Es ist erneut ein riesiges Programm und ein sehr bekanntes Stück, das Sie sich zusammen mit der Thomaskantorei vorgenommen haben. Was zeichnet diesen Chor aus, dass er solchen Aufgaben gewachsen ist?

Die Thomaskantorei hier in Heddernheim zeichnet sich durch eine intensive und auch zeitintensive Probenarbeit aus. Und nur, weil wir so kontinuierlich zusammenarbeiten, können wir uns mit solchen Werken beschäftigen. Das ist ein wichtiger Aspekt. – Ich darf vielleicht aber doch noch etwas aus Ihrer Frage geraderücken: Ungeachtet der musikalischen Wirkung, der man sich auch nach dem 100. Mal hören nicht entziehen kann, ist das Requiem innerhalb der Oratorien kein wirklich ‚schweres’ Werk. Klar, es muss gut gemacht werden und es ist eine Herausforderung – aber es gibt deutlich schwerere, komplexere Stücke. Für einen Chor ist z. B. die ‚Matthäus-Passion’ von Bach oder auch der ‚Elias’ Mendelssohns deutlich anspruchsvoller.
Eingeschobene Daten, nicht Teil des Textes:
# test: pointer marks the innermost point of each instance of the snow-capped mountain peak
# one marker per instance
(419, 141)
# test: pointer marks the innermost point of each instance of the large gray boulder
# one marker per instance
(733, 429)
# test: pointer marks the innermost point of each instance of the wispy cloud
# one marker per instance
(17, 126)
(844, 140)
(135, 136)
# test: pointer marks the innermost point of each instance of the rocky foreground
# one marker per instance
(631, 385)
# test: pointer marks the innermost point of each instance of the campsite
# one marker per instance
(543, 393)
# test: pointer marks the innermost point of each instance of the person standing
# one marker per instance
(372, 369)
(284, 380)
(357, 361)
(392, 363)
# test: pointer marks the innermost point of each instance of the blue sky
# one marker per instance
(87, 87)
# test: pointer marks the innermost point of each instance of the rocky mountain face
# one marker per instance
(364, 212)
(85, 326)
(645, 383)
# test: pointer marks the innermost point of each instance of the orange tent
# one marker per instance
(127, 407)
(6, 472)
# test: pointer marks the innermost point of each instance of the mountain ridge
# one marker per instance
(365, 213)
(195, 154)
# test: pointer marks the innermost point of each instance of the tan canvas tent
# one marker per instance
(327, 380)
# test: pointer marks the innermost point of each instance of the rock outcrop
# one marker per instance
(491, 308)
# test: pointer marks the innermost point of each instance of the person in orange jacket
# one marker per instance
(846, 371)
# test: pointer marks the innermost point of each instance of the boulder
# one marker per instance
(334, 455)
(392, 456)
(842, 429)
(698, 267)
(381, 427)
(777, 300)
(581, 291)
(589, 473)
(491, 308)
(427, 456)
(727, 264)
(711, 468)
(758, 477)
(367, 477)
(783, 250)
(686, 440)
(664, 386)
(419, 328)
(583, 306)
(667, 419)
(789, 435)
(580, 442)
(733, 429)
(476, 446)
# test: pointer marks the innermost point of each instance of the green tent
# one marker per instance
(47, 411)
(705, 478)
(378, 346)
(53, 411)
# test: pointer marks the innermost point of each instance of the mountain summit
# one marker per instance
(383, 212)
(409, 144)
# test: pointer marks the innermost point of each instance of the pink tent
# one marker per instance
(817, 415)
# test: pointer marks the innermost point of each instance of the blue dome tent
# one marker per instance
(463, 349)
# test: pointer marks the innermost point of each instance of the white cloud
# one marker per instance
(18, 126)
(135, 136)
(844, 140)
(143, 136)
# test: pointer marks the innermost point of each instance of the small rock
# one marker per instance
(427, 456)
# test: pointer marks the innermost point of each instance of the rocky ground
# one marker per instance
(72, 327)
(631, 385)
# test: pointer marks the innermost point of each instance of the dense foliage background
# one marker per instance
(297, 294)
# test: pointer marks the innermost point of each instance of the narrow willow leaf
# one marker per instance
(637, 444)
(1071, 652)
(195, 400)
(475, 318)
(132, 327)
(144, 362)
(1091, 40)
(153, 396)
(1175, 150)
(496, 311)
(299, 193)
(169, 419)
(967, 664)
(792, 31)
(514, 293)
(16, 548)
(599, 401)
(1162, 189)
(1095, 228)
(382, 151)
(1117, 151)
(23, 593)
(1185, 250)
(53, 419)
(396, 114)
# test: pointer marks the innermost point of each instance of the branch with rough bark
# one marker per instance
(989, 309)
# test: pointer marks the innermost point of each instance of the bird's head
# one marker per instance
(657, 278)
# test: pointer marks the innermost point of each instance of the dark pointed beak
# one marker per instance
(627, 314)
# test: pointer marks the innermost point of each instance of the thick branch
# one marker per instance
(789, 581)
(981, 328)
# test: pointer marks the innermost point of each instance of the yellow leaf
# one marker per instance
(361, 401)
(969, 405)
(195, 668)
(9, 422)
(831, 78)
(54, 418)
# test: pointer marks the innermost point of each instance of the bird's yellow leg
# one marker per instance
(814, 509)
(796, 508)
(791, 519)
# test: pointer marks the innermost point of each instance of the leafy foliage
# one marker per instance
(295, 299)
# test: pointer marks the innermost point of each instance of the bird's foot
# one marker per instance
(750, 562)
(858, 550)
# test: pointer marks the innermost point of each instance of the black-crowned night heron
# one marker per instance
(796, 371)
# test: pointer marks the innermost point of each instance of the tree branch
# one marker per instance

Oder ich denke auch an die a capella-Programme, die Programme ohne Orchester, die sind für die Kantorei deutlich schwerer. Aber verstehen Sie mich bitte nicht falsch: Wir wollen es richtig gut machen und wir haben uns natürlich intensiv auf das Konzert vorbereitet. Es soll ein besonderes Konzerterlebnis werden.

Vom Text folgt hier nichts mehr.